Crime has not fallen in the United States — it’s been shifted.

Jill Filipovic, writing for Feministe, picks up Glazek’s argument and suggests that the United States may be the only country where most rape is actually of men.

Looking at studies and using numbers which have only recently started to be reported by the Justice Department, she suggests that rapes on men in prisons may well outnumber the roughly 190,000 estimated sexual assaults of women outside prisons.

“However you cut the statistics, it is clear that men in the United States are sexually assaulted in enormous numbers — they’re just men we don’t care so much about, or that society has decided deserves it,” she writes.

Or as Glazek puts it:

[Prisoners] are the victims of an ideological system that dehumanizes an entire class of human being and permits nearly infinite violence against it. As much as a physical space, prisons denote an ethical space, or, more precisely, a space where ordinary ethics are suspended.

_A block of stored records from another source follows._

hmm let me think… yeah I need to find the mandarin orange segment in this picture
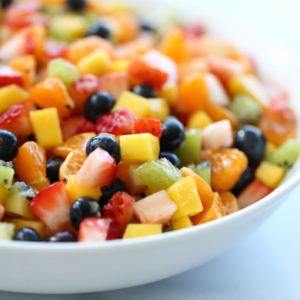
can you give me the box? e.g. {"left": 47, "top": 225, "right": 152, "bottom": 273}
{"left": 53, "top": 132, "right": 96, "bottom": 159}
{"left": 28, "top": 25, "right": 46, "bottom": 64}
{"left": 116, "top": 161, "right": 135, "bottom": 185}
{"left": 219, "top": 191, "right": 240, "bottom": 215}
{"left": 59, "top": 149, "right": 86, "bottom": 184}
{"left": 31, "top": 77, "right": 74, "bottom": 118}
{"left": 205, "top": 104, "right": 237, "bottom": 127}
{"left": 202, "top": 149, "right": 248, "bottom": 192}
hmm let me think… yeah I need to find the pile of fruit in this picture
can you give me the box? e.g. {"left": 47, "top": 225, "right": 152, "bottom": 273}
{"left": 0, "top": 0, "right": 299, "bottom": 243}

One of the reasons why the Justice Department has released any figures on prison rape at all was because of a 2011 feature article in the New York Review of Books.

“Corrections officials, with some brave exceptions, have historically taken advantage of a reluctance to [report sexual assault to] downplay or even deny the problem,” write David Kaiser and Lovisa Stannow.

Even when sexual assault by prison staff is confirmed, they report, very few officers are even charged, let alone convicted or fired.

The Justice Department has failed to implement the Prison Rape Elimination Act (PREA), unanimously passed by Congress in 2003.

The Economist magazine sides with Glazek on America’s real crime rate.

“America’s prison system is a moral catastrophe. The eerie sense of security that prevails on the streets of lower Manhattan obscures, and depends upon, a system of state-sponsored suffering as vicious and widespread as any in human history,” says Glazek.

“America’s prisons are its blind spots, places where complaints cannot be heard and abuses cannot be seen. Though important symbols of bureaucratic authority, they are spaces that lie beyond our system of bureaucratic oversight. As far as the outside world is concerned, every American prison functions as a black site.”